Amusingly we're getting to a point where it's easier in many cases to just target Windows than ship native binaries for Linux.
So then the question arrives: since there's going to be a native Windows binary regardless what's the point of putting in the extra effort if it works well enough?
I think compatibility layers (Wine/Proton) are very useful especially considering many developers don't want to put the effort into making a well supported Linux binary (or make something open source so it can be compiled/patched against updated system libraries), but it very well may be a snake eating its own tail situation that hampers further adoption if things are "good enough".
Is this surprising? It has been the default format for 25 years, and a lot of experience and tooling has been developed to support it. It would be very hard for a competitor to overtake that head start advantage.

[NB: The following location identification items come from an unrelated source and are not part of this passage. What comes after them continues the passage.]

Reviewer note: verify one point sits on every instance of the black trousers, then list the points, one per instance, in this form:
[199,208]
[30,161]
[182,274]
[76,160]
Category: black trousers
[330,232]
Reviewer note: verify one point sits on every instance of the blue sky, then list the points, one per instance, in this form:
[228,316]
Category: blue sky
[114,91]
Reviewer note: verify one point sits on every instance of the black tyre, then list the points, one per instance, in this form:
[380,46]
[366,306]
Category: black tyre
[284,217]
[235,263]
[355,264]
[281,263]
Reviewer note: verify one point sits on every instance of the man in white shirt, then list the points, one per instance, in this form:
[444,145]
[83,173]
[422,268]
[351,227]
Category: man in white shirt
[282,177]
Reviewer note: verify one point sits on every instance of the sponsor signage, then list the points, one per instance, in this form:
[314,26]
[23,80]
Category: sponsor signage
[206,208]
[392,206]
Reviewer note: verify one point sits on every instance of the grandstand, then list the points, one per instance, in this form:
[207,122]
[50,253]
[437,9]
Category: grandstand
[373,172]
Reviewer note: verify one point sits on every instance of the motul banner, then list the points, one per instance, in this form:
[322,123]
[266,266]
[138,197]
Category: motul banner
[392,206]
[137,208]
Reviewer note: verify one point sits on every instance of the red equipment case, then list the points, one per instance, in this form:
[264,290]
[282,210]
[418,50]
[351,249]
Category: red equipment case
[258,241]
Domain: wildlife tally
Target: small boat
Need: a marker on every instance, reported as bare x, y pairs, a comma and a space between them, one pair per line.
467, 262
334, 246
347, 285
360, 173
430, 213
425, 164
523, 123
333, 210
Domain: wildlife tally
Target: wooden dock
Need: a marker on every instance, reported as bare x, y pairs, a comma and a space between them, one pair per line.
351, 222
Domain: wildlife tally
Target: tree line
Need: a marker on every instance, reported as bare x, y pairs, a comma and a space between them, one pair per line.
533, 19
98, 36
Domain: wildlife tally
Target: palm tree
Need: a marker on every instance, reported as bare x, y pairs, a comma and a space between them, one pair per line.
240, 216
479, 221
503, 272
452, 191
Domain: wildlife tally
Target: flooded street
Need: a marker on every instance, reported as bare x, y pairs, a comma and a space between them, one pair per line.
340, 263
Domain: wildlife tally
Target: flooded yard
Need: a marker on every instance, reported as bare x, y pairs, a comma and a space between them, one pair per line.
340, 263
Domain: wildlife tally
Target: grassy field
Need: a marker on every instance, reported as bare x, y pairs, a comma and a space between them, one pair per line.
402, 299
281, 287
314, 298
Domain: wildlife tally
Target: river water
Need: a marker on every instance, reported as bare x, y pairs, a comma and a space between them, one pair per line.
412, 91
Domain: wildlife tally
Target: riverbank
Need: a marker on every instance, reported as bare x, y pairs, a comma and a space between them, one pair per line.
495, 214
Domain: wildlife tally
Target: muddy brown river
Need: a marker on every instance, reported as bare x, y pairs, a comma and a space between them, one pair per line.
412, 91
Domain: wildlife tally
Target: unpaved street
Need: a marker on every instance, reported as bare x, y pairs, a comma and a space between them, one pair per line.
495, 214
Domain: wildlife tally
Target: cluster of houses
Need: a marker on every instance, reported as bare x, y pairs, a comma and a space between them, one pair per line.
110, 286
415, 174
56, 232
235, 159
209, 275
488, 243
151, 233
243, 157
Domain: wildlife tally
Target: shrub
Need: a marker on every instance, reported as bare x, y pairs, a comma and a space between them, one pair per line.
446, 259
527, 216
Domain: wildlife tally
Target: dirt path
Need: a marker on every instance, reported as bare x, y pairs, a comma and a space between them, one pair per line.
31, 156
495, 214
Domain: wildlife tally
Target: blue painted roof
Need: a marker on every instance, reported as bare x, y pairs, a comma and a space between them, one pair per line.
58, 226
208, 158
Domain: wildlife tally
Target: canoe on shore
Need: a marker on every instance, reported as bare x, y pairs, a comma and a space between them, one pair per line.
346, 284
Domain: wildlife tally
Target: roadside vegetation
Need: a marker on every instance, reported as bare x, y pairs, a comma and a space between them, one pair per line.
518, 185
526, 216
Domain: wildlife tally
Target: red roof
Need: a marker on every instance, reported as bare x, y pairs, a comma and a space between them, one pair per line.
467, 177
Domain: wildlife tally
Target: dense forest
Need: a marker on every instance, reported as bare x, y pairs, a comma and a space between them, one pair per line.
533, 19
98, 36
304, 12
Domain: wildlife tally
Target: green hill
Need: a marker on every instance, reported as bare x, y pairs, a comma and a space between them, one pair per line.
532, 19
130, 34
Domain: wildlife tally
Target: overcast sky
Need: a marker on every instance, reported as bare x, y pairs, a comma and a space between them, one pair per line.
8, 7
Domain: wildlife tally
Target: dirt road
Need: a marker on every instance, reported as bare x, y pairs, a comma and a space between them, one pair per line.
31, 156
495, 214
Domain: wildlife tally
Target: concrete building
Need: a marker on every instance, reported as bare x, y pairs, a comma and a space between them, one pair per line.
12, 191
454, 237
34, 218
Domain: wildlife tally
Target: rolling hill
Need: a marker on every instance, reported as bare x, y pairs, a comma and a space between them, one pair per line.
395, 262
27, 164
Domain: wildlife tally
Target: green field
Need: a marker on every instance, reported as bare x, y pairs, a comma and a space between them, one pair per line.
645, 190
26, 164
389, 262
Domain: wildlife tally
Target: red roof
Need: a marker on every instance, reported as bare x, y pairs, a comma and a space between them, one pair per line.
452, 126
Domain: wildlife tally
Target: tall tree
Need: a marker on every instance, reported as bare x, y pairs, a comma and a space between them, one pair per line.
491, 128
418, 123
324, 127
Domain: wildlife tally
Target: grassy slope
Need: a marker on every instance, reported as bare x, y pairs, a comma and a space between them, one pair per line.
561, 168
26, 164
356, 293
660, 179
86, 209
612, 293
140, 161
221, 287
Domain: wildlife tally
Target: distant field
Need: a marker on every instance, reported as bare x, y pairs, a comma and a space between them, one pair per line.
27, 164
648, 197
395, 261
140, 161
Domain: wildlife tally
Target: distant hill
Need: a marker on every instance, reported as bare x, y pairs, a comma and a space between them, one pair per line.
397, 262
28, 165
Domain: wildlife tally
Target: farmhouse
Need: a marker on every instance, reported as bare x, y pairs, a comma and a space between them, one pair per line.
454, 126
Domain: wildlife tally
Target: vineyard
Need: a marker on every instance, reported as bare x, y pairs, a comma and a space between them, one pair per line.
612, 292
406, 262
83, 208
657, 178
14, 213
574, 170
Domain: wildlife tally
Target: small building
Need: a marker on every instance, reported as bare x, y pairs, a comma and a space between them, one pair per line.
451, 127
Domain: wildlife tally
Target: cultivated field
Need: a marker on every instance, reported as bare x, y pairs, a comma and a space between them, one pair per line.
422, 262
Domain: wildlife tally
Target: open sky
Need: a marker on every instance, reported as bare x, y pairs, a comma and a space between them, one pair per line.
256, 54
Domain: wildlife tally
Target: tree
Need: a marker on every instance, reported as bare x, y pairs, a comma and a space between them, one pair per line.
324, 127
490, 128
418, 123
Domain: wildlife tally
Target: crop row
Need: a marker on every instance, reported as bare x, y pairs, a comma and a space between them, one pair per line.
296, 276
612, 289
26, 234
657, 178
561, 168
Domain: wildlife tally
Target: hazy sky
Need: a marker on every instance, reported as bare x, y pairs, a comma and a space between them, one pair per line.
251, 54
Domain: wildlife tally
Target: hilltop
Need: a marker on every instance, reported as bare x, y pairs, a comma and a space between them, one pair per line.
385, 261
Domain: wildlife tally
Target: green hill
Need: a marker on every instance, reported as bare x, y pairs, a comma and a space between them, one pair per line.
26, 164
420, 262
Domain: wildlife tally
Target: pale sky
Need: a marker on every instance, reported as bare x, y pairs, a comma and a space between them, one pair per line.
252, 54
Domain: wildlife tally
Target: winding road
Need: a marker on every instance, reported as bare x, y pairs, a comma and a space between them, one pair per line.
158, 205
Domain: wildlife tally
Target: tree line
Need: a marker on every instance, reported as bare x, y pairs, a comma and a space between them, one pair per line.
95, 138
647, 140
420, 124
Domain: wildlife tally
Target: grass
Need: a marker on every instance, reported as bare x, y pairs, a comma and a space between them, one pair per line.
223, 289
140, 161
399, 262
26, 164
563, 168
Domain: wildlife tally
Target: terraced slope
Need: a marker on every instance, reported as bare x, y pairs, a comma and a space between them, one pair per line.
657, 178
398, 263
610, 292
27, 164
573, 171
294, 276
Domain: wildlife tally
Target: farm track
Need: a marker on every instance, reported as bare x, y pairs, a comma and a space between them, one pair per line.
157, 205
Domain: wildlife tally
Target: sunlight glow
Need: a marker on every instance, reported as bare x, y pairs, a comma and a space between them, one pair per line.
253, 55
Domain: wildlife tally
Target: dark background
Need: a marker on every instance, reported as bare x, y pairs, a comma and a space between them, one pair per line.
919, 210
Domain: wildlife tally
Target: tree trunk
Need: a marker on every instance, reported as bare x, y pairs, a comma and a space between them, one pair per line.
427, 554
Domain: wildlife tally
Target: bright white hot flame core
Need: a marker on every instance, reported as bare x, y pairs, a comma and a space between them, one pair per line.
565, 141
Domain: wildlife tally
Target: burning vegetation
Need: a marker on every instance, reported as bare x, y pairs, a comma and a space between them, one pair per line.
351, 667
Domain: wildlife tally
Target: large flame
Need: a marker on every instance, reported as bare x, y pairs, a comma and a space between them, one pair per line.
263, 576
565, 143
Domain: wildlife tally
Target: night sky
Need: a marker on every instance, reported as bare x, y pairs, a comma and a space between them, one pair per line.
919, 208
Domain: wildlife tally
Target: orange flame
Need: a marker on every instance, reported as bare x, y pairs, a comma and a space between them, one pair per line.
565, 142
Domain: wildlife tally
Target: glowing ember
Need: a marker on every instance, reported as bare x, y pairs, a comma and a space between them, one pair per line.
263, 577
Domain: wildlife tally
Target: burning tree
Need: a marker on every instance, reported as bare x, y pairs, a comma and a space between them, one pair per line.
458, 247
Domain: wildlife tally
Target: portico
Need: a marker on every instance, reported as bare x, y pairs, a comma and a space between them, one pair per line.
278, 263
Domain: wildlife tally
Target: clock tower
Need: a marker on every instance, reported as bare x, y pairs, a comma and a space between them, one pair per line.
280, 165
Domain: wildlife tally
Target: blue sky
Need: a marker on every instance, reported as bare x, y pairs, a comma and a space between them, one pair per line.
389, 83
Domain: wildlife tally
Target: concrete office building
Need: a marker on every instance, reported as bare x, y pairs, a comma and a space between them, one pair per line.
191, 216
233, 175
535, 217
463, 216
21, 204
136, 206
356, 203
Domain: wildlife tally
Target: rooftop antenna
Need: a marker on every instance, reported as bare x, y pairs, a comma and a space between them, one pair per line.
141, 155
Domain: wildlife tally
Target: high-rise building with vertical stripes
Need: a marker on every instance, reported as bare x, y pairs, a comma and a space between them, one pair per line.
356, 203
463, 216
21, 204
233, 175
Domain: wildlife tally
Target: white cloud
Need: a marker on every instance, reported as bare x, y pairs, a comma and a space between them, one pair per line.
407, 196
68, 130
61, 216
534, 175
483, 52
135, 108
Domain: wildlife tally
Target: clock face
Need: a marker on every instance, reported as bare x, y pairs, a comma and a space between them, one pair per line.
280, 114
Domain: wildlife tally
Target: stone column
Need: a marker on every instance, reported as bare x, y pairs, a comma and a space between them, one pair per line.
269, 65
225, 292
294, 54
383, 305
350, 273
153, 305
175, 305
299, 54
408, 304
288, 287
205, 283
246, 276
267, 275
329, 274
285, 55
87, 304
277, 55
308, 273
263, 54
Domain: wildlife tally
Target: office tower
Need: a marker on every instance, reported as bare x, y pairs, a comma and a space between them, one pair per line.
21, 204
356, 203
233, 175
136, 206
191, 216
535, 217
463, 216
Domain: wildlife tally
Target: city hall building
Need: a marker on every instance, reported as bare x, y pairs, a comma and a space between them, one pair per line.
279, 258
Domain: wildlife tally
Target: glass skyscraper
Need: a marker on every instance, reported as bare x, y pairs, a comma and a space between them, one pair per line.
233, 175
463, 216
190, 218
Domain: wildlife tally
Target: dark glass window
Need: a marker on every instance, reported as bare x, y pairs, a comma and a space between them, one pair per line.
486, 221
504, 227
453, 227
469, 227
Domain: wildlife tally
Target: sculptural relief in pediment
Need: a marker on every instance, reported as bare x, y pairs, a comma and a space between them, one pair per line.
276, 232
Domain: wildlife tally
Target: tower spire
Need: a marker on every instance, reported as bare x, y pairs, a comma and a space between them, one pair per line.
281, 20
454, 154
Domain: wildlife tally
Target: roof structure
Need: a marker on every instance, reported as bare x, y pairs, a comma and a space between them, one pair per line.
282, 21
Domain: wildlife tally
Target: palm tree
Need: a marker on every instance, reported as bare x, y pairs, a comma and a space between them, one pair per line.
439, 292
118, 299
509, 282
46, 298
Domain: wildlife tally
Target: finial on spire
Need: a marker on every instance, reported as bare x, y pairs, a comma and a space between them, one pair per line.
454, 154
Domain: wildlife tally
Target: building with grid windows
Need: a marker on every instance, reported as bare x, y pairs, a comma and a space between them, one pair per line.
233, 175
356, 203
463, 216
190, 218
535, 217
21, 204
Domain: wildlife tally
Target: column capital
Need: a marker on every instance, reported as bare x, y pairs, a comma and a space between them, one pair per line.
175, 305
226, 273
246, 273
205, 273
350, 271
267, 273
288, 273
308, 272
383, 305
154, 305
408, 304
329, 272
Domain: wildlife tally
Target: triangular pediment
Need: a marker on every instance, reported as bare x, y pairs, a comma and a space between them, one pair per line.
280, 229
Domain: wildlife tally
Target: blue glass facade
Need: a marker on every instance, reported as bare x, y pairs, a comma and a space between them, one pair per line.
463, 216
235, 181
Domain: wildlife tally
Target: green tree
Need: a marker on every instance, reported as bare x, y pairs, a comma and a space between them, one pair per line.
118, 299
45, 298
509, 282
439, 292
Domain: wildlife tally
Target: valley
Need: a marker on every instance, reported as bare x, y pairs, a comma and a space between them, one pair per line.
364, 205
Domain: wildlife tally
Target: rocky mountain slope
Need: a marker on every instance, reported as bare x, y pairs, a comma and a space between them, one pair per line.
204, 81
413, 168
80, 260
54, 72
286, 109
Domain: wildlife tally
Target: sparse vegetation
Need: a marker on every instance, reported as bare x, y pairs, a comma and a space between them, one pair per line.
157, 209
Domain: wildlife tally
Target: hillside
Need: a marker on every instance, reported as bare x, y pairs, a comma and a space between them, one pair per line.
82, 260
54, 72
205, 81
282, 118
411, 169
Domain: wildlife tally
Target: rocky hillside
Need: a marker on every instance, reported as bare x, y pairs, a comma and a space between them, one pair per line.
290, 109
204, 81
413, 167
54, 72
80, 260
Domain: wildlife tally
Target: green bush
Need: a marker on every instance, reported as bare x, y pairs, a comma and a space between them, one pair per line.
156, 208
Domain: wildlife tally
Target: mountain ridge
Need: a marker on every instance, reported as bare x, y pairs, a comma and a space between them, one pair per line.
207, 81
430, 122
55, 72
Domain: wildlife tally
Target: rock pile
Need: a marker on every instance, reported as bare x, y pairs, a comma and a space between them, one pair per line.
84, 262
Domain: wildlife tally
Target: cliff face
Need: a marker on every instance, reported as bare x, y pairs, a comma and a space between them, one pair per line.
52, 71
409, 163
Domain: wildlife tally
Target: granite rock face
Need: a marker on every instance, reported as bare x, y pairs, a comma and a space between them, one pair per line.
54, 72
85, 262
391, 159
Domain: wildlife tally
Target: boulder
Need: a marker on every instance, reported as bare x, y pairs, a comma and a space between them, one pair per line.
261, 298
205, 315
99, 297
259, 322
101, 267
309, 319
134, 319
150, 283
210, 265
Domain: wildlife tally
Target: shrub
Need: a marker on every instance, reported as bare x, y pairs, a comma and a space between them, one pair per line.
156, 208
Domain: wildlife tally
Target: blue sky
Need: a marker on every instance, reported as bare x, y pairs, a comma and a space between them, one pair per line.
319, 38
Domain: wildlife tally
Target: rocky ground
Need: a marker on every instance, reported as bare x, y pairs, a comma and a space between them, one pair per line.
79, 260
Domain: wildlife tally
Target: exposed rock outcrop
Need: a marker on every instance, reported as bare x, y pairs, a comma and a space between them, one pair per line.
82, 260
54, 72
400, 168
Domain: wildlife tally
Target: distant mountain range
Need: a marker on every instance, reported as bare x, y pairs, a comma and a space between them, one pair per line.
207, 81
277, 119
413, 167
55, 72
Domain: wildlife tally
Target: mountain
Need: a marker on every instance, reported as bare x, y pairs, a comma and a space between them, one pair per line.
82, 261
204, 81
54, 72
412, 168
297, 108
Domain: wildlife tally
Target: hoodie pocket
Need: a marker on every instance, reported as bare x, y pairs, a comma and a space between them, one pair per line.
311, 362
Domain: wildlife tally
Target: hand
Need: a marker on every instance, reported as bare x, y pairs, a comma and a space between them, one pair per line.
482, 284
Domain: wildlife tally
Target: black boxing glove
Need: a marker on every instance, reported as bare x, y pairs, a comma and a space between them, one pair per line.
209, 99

So is this a Libc issue? Or other standard libraries?
Can we not just try to have a fixed set of interfaces for these libraries or am I insane to think that they don't need to change really any more? (In 99% of cases?)
It feels like everyone doing their own thing in these areas is just making everything totally painful for application authors and so people are coming up with insane bundler systems that just hide the real problem.
I feel like if you could take an application compiled for Ubuntu 4.10 and run it on Ubuntu 21.10 without recompiling it or putting it in a VM then maybe this probably wouldn't be the case. Sadly we don't live in that world.